Sie hatte das Objekt vor drei Tagen zum ersten Mal bemerkt.
Kali senkte sofort wieder den Blick und überquerte den Platz, ohne auch nur eine Sekunde zu zögern. Ihr dunkles Haar mit den violetten Strähnen war lose über dem Nacken zusammengebunden. Sie trug eng anliegende schwarze Biker-Lederbekleidung, einen roten Biker-Schlauchschal, einen gerippten Pullover unter der Lederjacke und Leder-Schnürstiefeletten. Ein Bluetooth-Helm hing an ihrem Ultraleicht-Nylonrucksack, den sie über eine Schulter gehängt hatte. In ihrer Einkaufstasche lag ein frisch gebackenes, noch warmes Krustenbrot aus einer Bäckerei am Platz.

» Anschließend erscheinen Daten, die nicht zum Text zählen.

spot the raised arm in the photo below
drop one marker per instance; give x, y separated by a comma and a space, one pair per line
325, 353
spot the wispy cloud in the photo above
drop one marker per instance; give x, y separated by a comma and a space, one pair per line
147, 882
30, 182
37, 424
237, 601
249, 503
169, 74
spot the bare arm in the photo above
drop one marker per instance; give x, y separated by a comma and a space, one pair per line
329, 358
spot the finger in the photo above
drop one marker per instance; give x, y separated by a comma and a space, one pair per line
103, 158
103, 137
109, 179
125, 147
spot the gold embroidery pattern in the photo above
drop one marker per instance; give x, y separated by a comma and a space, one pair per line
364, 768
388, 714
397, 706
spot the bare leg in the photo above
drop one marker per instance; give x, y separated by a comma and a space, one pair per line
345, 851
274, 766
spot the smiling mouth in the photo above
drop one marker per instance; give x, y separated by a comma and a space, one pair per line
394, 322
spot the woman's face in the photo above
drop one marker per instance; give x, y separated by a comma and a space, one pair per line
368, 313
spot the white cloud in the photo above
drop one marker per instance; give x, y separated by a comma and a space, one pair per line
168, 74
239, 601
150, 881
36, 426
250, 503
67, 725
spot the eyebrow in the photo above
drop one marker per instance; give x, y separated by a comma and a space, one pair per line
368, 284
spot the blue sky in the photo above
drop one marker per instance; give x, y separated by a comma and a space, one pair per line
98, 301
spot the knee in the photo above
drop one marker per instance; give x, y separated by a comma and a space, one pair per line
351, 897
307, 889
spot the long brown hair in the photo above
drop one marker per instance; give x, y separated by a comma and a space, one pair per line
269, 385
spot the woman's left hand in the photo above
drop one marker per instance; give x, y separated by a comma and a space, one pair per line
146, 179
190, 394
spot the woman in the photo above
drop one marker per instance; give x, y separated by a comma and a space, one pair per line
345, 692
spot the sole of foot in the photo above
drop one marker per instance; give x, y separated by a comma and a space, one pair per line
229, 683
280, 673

Im Rucksack befanden sich ihr Laptop, ihr Tablet und zwei Postpakete – ein sehr kleines und ein mittelgroßes; ferner ragte eine dreißig Zentimeter lange rohrförmige Versandhülse aus dem Rucksack hervor. Mit einer Alias-Kreditkarte und einem Käuferkonto auf denselben Namen hatte sie die Käufe online getätigt, die Pakete durch einen Postweiterleitungsdienst im Fürstentum Liechtenstein über Nacht liefern lassen und sie kurz zuvor vom Postamt am Bahnhofsplatz abgeholt.
Es war kurz nach acht Uhr an einem frischen, sonnigen Frühlingsmorgen. Nur wenige Frühaufsteher schlenderten an diesem Samstagmorgen über das Kopfsteinpflaster des breiten Platzes. Auch auf den am Platz vorbeiführenden Straßen herrschte um diese Zeit nur geringer Verkehr. In der leichten Brise konnte Kali den Duft der Bäckerei riechen, in der sie das Holzofenbrot gekauft hatte.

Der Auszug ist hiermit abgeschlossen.